OpenAI is expanding ChatGPT’s capabilities by adding support for voice and image prompts. The company announced the features on Monday and said it is rolling it out to ChatGPT Plus and Enterprise subscribers over the next two weeks. While image prompts are available on all platforms, voice commands are limited to Android and iOS for now.
The company demonstrated how the new features work with videos it shared on an X thread. ChatGPT was able to give directions on how to lower a bike seat using image prompts. Using voice commands, the AI also told a bedtime story. To chat about images, users need to tap the photo button or choose an existing image in their gallery on Android or iOS. The company says image understanding is powered by its GPT-3.5 and GPT-4 language models.
To activate voice prompts, users must go to ‘Settings’ on their mobile app and navigate to ‘New Features’. After opting into voice conversations, a headphone button will appear at the top-right corner of the screen and users can choose a preferred voice out of five options.

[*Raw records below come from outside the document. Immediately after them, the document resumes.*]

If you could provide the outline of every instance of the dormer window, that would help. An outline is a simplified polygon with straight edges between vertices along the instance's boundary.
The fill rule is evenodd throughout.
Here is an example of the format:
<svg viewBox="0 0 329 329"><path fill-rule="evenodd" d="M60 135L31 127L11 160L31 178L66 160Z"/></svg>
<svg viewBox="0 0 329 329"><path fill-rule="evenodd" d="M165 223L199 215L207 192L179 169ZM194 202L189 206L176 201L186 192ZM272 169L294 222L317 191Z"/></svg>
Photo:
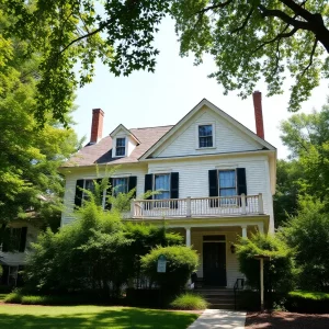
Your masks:
<svg viewBox="0 0 329 329"><path fill-rule="evenodd" d="M126 155L126 138L117 137L115 145L115 157L124 157Z"/></svg>
<svg viewBox="0 0 329 329"><path fill-rule="evenodd" d="M213 147L214 141L214 129L213 125L200 125L198 126L198 147Z"/></svg>

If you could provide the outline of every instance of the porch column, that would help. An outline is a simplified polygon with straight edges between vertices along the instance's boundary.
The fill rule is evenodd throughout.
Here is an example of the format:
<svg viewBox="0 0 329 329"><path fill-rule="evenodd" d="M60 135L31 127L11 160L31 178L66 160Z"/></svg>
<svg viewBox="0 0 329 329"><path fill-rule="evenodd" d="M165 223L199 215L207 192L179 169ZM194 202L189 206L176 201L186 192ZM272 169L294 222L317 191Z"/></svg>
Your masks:
<svg viewBox="0 0 329 329"><path fill-rule="evenodd" d="M186 230L186 247L191 247L191 227L185 227Z"/></svg>
<svg viewBox="0 0 329 329"><path fill-rule="evenodd" d="M247 237L247 225L243 225L243 226L241 226L241 228L242 228L242 238L248 238Z"/></svg>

“The new voice capability is powered by a new text-to-speech model, capable of generating human-like audio from just text and a few seconds of sample speech,” the company shared in a blog post. “We collaborated with professional voice actors to create each of the voices. We also use Whisper, our open-source speech recognition system, to transcribe your spoken words into text.”
OpenAI says the new text-to-speech model is capable of “crafting realistic synthetic voices from just a few seconds of real speech.” To mitigate the risks of impersonation and fraud that may arise because of the new technology, the company is limiting the use to voice chat only. Spotify is using the new text-to-speech technology to pilot its Voice Translation feature that translates podcasts into other languages in the original speaker’s voice.

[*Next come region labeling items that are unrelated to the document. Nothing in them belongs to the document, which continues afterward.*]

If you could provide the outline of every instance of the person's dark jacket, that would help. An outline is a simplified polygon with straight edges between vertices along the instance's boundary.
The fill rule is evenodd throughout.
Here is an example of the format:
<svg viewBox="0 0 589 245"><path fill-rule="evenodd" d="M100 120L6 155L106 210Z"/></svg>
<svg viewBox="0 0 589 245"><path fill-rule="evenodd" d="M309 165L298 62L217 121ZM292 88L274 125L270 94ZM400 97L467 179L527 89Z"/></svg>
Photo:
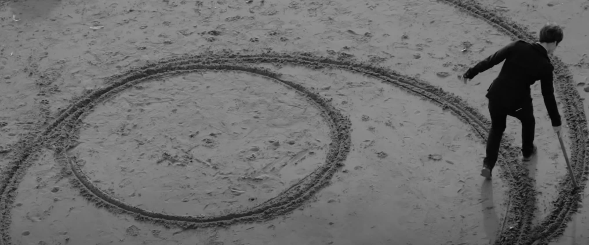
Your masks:
<svg viewBox="0 0 589 245"><path fill-rule="evenodd" d="M540 80L552 125L560 126L560 115L552 87L554 66L546 49L540 43L521 40L513 42L469 69L464 77L471 79L504 60L501 71L487 89L487 98L498 100L506 110L514 112L531 104L530 86Z"/></svg>

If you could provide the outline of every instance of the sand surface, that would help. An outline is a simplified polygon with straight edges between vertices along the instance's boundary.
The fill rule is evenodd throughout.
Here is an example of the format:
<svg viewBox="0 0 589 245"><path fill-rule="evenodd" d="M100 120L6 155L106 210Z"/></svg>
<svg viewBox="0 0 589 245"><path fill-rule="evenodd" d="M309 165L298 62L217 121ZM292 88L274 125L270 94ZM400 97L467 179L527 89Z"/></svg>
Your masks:
<svg viewBox="0 0 589 245"><path fill-rule="evenodd" d="M588 9L1 1L0 244L587 244ZM484 181L500 66L456 79L547 21L577 193L538 84Z"/></svg>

To make the image chat safe and useful, OpenAI says it worked with Be My Eyes (a free mobile app for the bling and people with poor sight) to understand its use and limitations. “We’ve also taken technical measures to significantly limit ChatGPT’s ability to analyse and make direct statements about people since ChatGPT is not always accurate and these systems should respect individuals’ privacy,” the company added.
While voice and image chat are only available to paid subscribers, the company says the features will be rolled out to others “soon after.”